Since hard links are restricted to a single filesystem, you need to search that whole filesystem so you start
the search at the filesystem's mount point. (This is likely to be either /home or / for files in your home
directory.) The -xdev options tells find to not search any other filesystems.

(While most Unix and all Linux systems have a find command that supports the -inum criterion, this isn't
POSIX standard. Older Unix systems provided the ncheck utility instead that could be used for this.)

Using -exec Efficiently:

The -exec option to find is great, but since it runs the command listed for every found file it isn't very
efficient. On a large system this makes a difference! One solution is to combine find with xargs as
discussed above:

find whatever... | xargs command

However this approach has two limitations. Firstly not all commands accept the list of files at the end of
the command. A good example is cp:

find . -name \*.txt | xargs cp /tmp # This won't work!

(Note the Gnu version of cp has a non-POSIX option -t for this, and xargs has options to handle this
too.)

Secondly filenames may contain spaces or newlines, which would confuse the command used with
xargs. (Again Gnu tools have options for that, find ... -print0 |xargs -0 ....)

There are POSIX (but non-obvious) solutions to both problems. An alternate form of -exec ends with a
plus-sign, not a semi-colon. This form collects the filenames into groups or sets, and runs the command
once per set. (This is exactly what xargs does, to prevent argument lists from becoming too long for the
system to handle.) In this form the {} argument expands to the set of filenames. For example:

find / -name core -exec /bin/rm -f '{}' +

This form of -exec can be combined with a shell feature to solve the other problem (names with spaces).
The POSIX shell allows us to use:

sh -c 'command-line' [ command-name [ args... ] ]

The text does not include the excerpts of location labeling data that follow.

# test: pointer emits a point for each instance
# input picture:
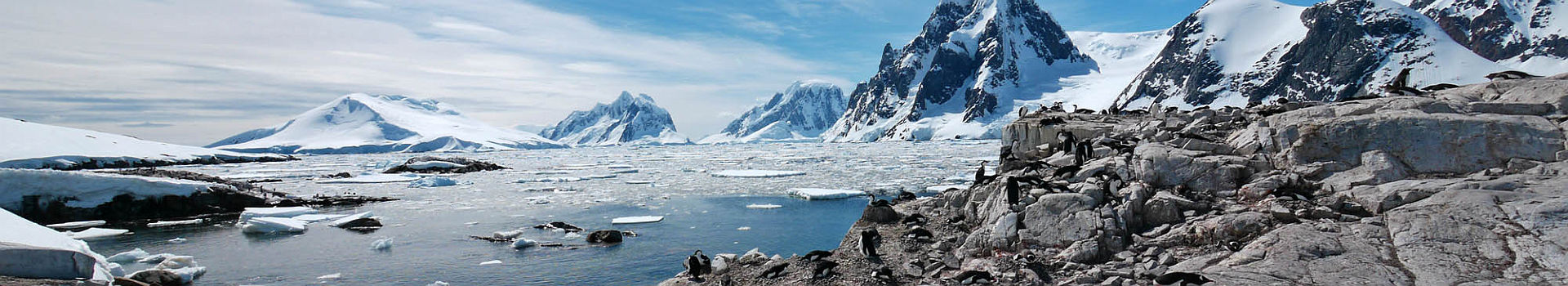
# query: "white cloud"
(218, 68)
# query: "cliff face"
(1294, 194)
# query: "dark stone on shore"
(606, 236)
(157, 277)
(468, 165)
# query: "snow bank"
(644, 219)
(372, 180)
(85, 189)
(433, 181)
(292, 211)
(823, 194)
(54, 146)
(265, 225)
(756, 173)
(32, 250)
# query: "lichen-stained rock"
(1421, 141)
(1167, 167)
(1474, 238)
(1060, 219)
(1314, 253)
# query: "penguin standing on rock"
(698, 265)
(869, 241)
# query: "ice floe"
(265, 225)
(642, 219)
(823, 194)
(755, 173)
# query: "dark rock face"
(944, 63)
(468, 165)
(604, 236)
(1493, 27)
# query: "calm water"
(430, 226)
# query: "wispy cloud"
(211, 69)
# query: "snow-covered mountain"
(629, 120)
(802, 112)
(376, 123)
(1236, 51)
(32, 145)
(960, 78)
(1521, 34)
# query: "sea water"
(430, 226)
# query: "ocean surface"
(430, 226)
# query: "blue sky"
(190, 71)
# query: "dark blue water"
(433, 245)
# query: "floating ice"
(71, 225)
(381, 244)
(944, 187)
(823, 194)
(318, 217)
(292, 211)
(264, 225)
(95, 233)
(349, 219)
(127, 257)
(433, 181)
(372, 180)
(434, 163)
(644, 219)
(756, 173)
(175, 222)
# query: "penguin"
(817, 255)
(915, 219)
(918, 233)
(1181, 279)
(980, 177)
(869, 241)
(974, 277)
(773, 272)
(698, 265)
(882, 274)
(1012, 192)
(823, 269)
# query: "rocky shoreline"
(1460, 185)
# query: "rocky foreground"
(1460, 185)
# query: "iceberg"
(265, 225)
(823, 194)
(644, 219)
(755, 173)
(292, 211)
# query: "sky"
(196, 71)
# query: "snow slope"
(32, 250)
(87, 189)
(378, 123)
(32, 145)
(629, 120)
(800, 114)
(963, 74)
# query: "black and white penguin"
(817, 255)
(1181, 279)
(918, 233)
(974, 277)
(869, 241)
(698, 265)
(775, 272)
(1012, 192)
(882, 274)
(823, 269)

(We don't usually care about the command-name, so X, dummy, or inline cmd is often used.) Here's an
example of efficiently copying found files to /tmp, in a POSIX-compliant way (Posted on
comp.unix.shell netnews newsgroup on Oct. 28 2007 by Stephane CHAZELAS):

find . -name '*.txt' -type f \


-exec sh -c 'exec cp -f "$@" /tmp' find-copy {} +

Common Gotcha:
If the given expression to find does not contain any of the action primaries -exec, -ok, or -print, the
given expression is effectively replaced by:

find \( expression \) -print

The implied parenthesis can cause unexpected results. For example, consider these two similar
commands:

$ find -name tmp -prune -o -name \*.txt


./bin/data/secret.txt
./tmp
./missingEOL.txt
./public_html/graphics/README.txt
./datafile2.txt
./datafile.txt
$ find -name tmp -prune -o -name \*.txt -print
./bin/data/secret.txt
./missingEOL.txt
./public_html/graphics/README.txt
./datafile2.txt
./datafile.txt

The lack of an action in the first command means it is equivalent to:

find . \( -name tmp -prune -o -name \*.txt \) -print

This causes tmp to be included in the output. However for the second find command the normal rules of
Boolean operator precedence apply, so the pruned directory does not appear in the output.